Esegui il comando seguente per creare un cluster GKE Standard ottimizzato per i test sulle prestazioni:

gcloud container clusters create CLUSTER_NAME \
    --zone=ZONE \
    --machine-type=MACHINE_TYPE \
    --addons=LustreCsiDriver \
    --network-performance-configs=total-egress-bandwidth-tier=TIER_1 \
    --network=NETWORK \
    --num-nodes=NUM_NODES
  • Sostituisci ZONE e NETWORK con i valori di deployment specifici. Il cluster deve risiedere nella stessa rete VPC dell'istanza Managed Lustre.

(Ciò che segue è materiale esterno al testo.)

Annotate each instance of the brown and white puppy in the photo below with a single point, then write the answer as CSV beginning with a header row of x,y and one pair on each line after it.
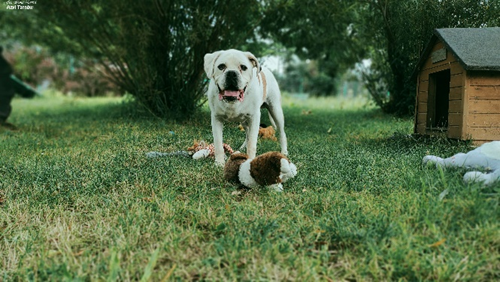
x,y
270,169
238,89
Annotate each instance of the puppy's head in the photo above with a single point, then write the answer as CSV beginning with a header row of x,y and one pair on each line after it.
x,y
232,71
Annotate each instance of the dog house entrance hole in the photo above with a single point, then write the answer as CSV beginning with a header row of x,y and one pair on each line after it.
x,y
438,100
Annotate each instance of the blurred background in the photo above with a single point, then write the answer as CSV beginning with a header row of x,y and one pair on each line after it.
x,y
153,50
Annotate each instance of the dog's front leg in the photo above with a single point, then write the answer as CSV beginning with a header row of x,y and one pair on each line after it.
x,y
217,127
253,135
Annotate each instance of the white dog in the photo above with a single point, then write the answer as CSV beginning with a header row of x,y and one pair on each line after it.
x,y
238,89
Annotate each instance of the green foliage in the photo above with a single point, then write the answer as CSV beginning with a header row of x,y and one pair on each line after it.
x,y
80,201
317,30
154,49
396,32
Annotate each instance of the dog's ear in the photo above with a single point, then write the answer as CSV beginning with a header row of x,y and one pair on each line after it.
x,y
254,61
209,64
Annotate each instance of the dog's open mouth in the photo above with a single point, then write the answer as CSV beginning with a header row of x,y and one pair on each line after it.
x,y
232,95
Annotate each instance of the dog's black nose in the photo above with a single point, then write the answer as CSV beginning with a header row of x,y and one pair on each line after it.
x,y
231,80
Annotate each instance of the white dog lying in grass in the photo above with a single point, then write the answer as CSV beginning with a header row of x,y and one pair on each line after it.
x,y
486,157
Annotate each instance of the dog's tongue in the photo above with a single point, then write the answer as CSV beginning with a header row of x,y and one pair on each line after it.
x,y
228,93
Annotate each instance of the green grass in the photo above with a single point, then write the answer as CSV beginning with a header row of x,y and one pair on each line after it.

  • Scegli un MACHINE_TYPE. Per informazioni sulla scelta dei tipi di macchine per ottenere il miglior throughput, consulta Considerazioni sul rendimento.

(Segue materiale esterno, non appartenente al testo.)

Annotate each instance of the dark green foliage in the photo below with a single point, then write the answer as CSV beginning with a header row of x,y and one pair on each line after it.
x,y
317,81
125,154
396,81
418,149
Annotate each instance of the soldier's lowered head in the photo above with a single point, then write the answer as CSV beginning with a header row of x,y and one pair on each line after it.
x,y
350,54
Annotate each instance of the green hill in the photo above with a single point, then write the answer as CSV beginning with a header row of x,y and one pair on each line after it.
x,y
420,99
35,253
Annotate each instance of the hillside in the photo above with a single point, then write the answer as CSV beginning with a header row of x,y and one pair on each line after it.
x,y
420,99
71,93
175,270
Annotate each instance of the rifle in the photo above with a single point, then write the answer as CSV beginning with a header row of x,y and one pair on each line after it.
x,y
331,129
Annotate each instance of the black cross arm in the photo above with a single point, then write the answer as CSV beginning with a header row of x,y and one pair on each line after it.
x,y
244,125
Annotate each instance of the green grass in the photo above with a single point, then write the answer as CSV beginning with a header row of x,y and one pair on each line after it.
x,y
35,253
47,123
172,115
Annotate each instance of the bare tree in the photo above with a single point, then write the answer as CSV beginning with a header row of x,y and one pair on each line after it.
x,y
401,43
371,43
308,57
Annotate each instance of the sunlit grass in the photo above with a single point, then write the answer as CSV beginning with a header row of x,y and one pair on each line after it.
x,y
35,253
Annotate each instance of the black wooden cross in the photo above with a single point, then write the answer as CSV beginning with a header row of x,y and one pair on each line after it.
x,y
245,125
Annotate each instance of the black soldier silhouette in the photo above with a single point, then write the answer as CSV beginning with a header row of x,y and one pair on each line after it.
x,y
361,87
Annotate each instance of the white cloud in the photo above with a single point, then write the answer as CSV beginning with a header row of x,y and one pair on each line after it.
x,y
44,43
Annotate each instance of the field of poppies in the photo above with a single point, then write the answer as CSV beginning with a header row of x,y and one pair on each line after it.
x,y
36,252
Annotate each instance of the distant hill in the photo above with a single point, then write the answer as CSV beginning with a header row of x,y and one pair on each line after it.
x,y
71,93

  • Se il tipo di macchina non supporta la rete TIER_1, elimina la riga --network-performance-configs dal comando.

  • Specifica NUM_NODES. Per saturare il file system, la capacità di rete aggregata del cluster deve superare il throughput di cui è stato eseguito il provisioning del file system di circa il 20%.

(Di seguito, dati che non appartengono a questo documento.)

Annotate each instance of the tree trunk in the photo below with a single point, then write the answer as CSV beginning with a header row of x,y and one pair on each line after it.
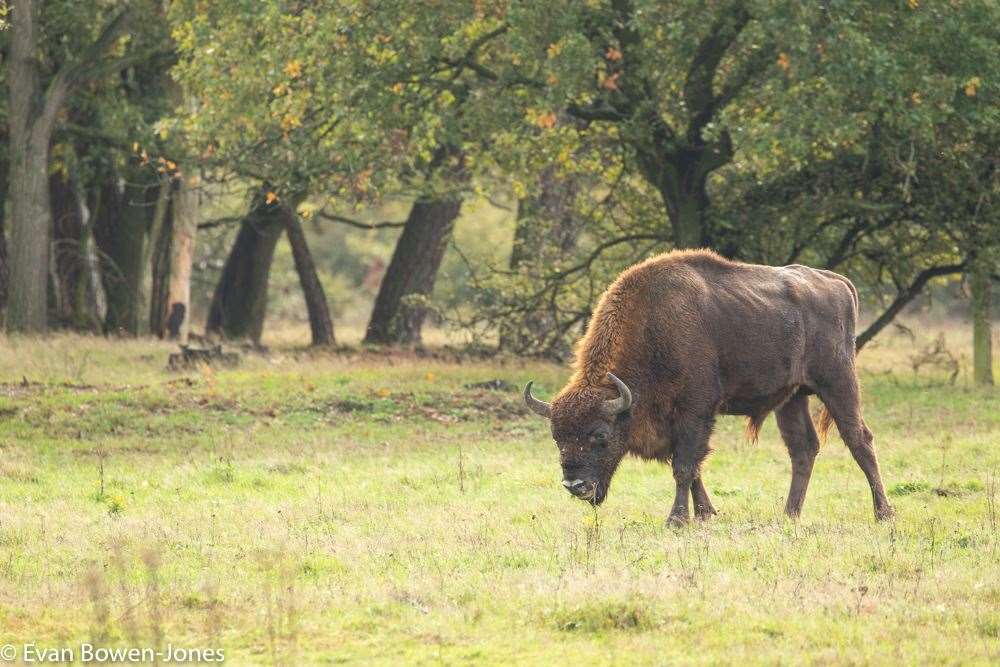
x,y
982,334
399,311
184,227
680,175
28,152
31,115
159,271
67,233
320,323
122,213
547,229
4,269
240,300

    Per le macchine con la rete Tier 1 abilitata, un singolo nodo può eseguire il push tra 25 Gbps e 200 Gbps (~3000-25.000 MBps), a seconda della famiglia di VM e del numero di CPU. Per le istanze standard, l'uscita è in genere limitata a circa 2 Gbps per vCPU.

    Ad esempio, se la capacità dell'istanza Managed Lustre produce 100.000 MBps di throughput teorico, è necessaria un'uscita client aggregata di 120.000 MBps (100,000 * 1.2) per saturarla:

    • Con le istanze standard: se ogni nodo ha un'uscita pubblicata di 2000 MBps, devi eseguire il provisioning di almeno 60 nodi (120,000 / 2,000).
    • Con la rete Tier 1: se ogni nodo ha un'uscita pubblicata di 10.000 MBps (~80 Gbps), devi eseguire il provisioning di almeno 12 nodi (120,000 / 10,000).

Crea l'immagine Docker IOR

Crea un'immagine container con OpenMPI e IOR installati. Compila IOR con il supporto I/O asincrono (AIO) per prestazioni migliori.

  1. Crea un file denominato Dockerfile in locale:

    FROM ubuntu:22.04
    
    # Prevent interactive prompts during installation
    ENV DEBIAN_FRONTEND=noninteractive
    
    # Install dependencies, SSH, and required Autotools packages
    RUN apt-get update && apt-get install -y \
      openssh-server \
      openmpi-bin \
      libopenmpi-dev \
      wget \
      git \
      make \
      gcc \
      g++ \
      automake \
      autoconf \
      libtool \
      pkg-config \
      libaio-dev \
      sudo \
      && rm -rf /var/lib/apt/lists/*
    
    # Build IOR from source (version 4.0.0) with Asynchronous I/O (AIO) support
    RUN git clone -b 4.0.0 https://github.com/hpc/ior /tmp/ior \
      && cd /tmp/ior \
      && ./bootstrap \
      && ./configure --disable-dependency-tracking --with-aio \
      && make -j"$(nproc)" \
      && make install \
      && rm -rf /tmp/ior
    
    # Configure SSH for OpenMPI passwordless communication
    RUN mkdir /var/run/sshd
    RUN echo 'root:root' | chpasswd
    RUN sed -i 's/^#PermitRootLogin.*/PermitRootLogin yes/' /etc/ssh/sshd_config
    RUN sed -i 's/^#PasswordAuthentication.*/PasswordAuthentication yes/' /etc/ssh/sshd_config
    
    # SSH login fix so user isn't kicked out after container initialization
    RUN sed 's@session\s*required\s*pam_loginuid.so@session optional pam_loginuid.so@g' -i /etc/pam.d/sshd
    
    EXPOSE 22
    CMD ["/usr/sbin/sshd", "-D"]
    
  2. Crea ed esegui il push di questa immagine nel registro container che preferisci. Le istruzioni riportate in questo documento utilizzano Artifact Registry.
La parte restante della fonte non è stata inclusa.